The 5-4 ruling, in which Chief Justice John Roberts again joined the liberal justices in the minority, lifted rules limiting at-home gatherings in much of the state to three households. Those rules, imposed during a recent surge of COVID-19 cases in California, were set to expire April 15.
A Christian pastor and a group of others had asked the court to lift California’s restriction on at-home gatherings so they could host Bible study classes and prayer groups. They argued that the state was restricting their religious liberties by forbidding such gatherings in houses of worship and limiting the size of at-home gatherings.
The conservative majority argued that the restrictions privileged secular activities like restaurants, salons and sporting events over religious gatherings. In the dissent, Justice Elena Kagan disagreed, noting that all at-home gatherings were restricted, including those for secular purposes.

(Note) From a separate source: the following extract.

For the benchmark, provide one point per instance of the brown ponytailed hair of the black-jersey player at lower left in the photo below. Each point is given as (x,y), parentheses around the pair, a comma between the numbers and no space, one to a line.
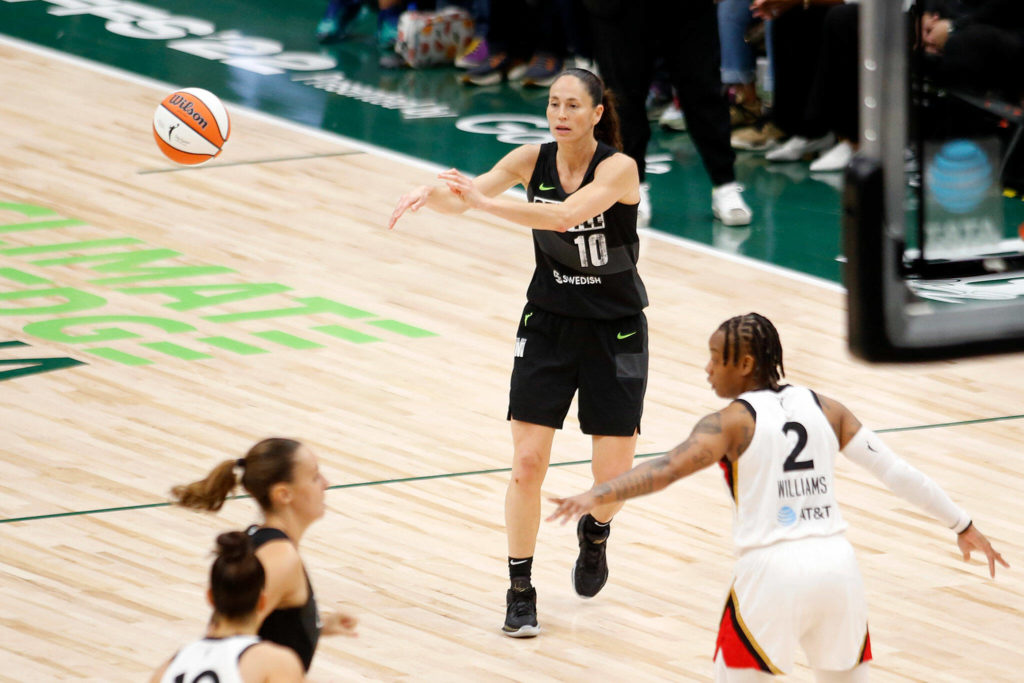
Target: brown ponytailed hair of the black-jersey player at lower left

The decision follows a trend in which the 5-4 conservative majority, solidified by Amy Coney Barrett’s appointment in October, has overturned COVID restrictions on religious gatherings. In November, the court blocked New York’s restrictions on houses of worship after the Orthodox Jewish advocacy group Agudath Israel, along with the Brooklyn Catholic Diocese, sued the state. In December, the court issued a similar ruling in response to an appeal by a New Jersey rabbi and priest.